No other major cereal crop matches barley’s altitude range. In Tibet, a highland variety called Qingke has been collected at elevations from 580 meters all the way up to 4,750 meters above sea level. That upper limit, roughly 15,580 feet, makes barley the highest-altitude grain crop on Earth. These Tibetan landraces have adapted over centuries to intense UV exposure, thin air, and short growing seasons.

Barley also grows at high elevations in the Andes and in Ethiopia’s highlands, where other grains struggle with the cold nights and poor soils. Its ability to mature quickly (some varieties need just 60 to 70 days) makes it one of the few reliable food crops in these environments.

Where Barley Originally Came From

Barley was one of the first crops humans ever domesticated. The oldest archaeological remains of cultivated barley date to about 8,500 B.C. and come from Neolithic sites in the Fertile Crescent, including Abu Hureyra in Syria and Jericho in the Jordan Valley. Genetic evidence published in the Proceedings of the National Academy of Sciences points to at least two separate domestication events: one in the Fertile Crescent and a second 1,500 to 3,000 kilometers farther east, likely in present-day Afghanistan or western Pakistan.
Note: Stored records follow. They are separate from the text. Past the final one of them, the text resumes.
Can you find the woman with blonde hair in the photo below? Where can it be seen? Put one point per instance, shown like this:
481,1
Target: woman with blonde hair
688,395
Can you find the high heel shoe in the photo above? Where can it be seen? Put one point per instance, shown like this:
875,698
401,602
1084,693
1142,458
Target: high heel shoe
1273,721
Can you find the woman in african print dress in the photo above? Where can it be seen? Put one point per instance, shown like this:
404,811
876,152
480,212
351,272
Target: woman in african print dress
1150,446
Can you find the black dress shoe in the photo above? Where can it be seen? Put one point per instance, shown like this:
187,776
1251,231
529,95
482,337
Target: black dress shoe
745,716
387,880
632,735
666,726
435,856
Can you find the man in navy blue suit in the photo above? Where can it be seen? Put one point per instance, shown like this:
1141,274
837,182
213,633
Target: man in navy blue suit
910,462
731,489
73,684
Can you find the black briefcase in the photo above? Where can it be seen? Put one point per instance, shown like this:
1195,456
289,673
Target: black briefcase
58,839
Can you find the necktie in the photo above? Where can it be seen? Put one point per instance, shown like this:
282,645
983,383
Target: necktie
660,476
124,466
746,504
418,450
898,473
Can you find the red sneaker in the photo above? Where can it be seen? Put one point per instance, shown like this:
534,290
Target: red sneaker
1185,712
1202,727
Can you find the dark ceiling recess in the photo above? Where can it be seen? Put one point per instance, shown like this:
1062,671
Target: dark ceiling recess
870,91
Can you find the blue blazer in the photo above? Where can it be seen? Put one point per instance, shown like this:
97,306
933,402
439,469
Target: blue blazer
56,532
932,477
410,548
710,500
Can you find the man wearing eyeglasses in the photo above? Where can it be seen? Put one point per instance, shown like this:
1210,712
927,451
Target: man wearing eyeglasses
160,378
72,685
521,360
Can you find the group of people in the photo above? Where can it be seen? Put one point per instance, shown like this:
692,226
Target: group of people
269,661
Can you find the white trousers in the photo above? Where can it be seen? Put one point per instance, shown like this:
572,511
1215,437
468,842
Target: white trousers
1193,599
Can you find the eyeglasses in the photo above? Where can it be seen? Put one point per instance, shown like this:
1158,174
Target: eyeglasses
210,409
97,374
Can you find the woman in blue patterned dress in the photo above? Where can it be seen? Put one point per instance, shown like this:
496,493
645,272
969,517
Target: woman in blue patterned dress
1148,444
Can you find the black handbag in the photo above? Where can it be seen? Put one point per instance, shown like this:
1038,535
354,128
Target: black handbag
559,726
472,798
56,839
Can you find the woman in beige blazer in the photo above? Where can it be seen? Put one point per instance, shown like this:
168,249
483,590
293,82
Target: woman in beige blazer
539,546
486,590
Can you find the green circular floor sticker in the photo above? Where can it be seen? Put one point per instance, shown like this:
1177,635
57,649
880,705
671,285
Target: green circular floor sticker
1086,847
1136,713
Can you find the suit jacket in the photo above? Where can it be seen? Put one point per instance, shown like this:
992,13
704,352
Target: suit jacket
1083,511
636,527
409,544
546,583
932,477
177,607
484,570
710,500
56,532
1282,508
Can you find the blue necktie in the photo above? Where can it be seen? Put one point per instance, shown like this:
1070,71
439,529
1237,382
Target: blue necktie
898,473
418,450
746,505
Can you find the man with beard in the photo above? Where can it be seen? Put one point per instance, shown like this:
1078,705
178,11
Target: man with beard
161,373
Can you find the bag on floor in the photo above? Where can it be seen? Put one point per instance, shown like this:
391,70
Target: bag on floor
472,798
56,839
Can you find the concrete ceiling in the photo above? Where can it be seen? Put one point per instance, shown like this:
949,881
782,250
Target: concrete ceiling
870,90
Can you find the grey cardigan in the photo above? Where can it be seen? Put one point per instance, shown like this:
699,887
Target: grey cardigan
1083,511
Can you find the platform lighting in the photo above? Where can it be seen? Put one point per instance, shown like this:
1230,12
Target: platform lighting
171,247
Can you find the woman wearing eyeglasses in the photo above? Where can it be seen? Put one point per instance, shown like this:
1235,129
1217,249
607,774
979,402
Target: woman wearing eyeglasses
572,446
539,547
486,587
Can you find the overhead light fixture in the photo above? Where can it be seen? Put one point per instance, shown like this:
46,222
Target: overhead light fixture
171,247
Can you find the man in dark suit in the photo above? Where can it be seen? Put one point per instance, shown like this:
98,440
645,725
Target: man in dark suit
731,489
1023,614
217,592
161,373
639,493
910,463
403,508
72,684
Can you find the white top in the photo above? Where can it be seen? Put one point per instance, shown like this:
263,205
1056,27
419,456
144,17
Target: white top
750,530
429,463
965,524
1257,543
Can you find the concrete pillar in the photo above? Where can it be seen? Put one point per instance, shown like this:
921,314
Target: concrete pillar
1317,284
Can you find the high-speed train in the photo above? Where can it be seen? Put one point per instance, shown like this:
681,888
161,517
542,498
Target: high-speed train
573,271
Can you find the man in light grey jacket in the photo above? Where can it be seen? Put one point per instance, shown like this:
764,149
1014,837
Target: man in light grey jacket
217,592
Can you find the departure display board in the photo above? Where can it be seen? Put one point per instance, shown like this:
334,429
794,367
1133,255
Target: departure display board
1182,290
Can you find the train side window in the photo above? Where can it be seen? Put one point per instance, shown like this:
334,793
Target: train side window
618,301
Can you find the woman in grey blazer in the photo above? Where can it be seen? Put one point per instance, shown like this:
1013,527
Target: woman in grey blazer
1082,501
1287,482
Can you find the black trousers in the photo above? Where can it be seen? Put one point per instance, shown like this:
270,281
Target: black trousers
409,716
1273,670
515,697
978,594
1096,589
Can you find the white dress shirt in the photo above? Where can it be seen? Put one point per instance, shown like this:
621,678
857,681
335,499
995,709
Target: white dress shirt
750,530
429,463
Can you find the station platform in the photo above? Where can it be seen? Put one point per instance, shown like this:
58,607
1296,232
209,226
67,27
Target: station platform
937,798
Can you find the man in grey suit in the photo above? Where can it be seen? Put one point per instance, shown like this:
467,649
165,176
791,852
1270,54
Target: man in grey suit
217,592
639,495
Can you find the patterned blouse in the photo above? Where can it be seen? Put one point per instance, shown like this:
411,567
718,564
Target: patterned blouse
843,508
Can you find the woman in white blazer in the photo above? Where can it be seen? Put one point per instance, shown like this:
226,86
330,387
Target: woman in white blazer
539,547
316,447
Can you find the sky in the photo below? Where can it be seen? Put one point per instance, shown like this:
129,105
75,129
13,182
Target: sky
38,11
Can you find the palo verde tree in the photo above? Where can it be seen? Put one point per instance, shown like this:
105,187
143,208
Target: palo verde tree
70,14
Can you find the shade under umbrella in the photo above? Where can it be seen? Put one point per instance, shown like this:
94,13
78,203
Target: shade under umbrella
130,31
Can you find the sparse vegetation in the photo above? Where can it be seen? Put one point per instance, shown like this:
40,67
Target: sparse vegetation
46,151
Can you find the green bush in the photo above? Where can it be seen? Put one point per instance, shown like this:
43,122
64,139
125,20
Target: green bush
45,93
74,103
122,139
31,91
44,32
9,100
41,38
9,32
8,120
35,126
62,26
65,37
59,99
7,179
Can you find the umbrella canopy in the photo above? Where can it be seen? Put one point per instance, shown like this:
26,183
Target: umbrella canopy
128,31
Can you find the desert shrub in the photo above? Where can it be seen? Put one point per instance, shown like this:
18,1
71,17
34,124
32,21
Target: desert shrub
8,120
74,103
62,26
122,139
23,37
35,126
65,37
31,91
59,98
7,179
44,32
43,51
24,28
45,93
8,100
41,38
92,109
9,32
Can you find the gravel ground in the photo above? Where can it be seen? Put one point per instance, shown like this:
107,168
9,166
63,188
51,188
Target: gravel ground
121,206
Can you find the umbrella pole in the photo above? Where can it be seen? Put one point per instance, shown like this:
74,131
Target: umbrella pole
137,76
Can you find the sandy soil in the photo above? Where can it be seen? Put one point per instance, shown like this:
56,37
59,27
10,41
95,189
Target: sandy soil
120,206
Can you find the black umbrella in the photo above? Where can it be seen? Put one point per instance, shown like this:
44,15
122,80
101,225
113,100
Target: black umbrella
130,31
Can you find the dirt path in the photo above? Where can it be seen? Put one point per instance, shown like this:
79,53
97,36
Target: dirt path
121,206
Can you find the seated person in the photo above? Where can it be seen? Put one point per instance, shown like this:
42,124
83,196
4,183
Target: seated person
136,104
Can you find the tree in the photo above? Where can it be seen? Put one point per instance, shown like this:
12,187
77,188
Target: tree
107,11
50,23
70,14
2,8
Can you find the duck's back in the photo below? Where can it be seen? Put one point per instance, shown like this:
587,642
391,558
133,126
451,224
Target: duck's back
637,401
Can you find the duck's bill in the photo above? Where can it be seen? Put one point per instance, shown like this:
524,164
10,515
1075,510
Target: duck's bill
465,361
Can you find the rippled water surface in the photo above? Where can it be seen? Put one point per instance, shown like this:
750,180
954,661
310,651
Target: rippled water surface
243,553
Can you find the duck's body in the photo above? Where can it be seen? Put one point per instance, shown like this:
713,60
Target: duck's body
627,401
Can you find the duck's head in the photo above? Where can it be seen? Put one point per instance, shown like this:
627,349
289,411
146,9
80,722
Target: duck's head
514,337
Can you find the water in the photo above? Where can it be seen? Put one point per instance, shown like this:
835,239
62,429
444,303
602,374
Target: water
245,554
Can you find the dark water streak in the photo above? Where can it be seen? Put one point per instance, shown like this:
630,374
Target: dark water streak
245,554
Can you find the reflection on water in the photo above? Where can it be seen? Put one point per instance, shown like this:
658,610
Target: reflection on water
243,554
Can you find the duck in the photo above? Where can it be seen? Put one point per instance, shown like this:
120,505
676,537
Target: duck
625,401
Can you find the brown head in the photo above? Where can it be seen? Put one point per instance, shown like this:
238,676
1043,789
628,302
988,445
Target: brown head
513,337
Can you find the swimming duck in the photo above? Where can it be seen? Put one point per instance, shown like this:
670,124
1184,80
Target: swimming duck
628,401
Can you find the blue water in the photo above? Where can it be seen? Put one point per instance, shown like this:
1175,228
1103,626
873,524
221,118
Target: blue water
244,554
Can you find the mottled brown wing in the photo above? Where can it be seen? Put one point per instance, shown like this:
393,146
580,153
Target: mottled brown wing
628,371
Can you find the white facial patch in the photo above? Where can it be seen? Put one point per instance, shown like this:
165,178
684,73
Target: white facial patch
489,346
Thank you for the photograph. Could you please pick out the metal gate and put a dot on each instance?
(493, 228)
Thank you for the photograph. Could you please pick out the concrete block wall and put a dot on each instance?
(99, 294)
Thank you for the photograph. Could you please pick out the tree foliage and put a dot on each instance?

Wild barley, the ancestor of all cultivated varieties, still grows across a broad natural range stretching from the eastern Mediterranean through Central Asia to Kyrgyzstan. That wide native distribution helps explain why barley carries so much genetic diversity and why it adapts to such varied environments today.

How Climate Change Is Shifting Barley’s Range

Rising temperatures are already reshaping where barley can grow. A 2024 study modeling barley suitability in South America found that only about 6.6% of the continent’s territory is currently suitable for rain-fed barley cultivation, concentrated in temperate southern zones. Nearly 19% of the region is already too hot. Under the most severe warming projections, just 1.5% of South America’s land area would remain viable for barley farming.

The pattern is similar elsewhere. As growing seasons warm, barley cultivation is expected to shift poleward and to higher elevations. Regions in northern Canada, Scandinavia, and Russia that were previously too cold may become productive, while traditional growing areas closer to the equator face increasing heat stress and water scarcity. For now, barley’s tolerance for cool, dry conditions gives it an advantage over many crops, but that advantage narrows as temperatures climb.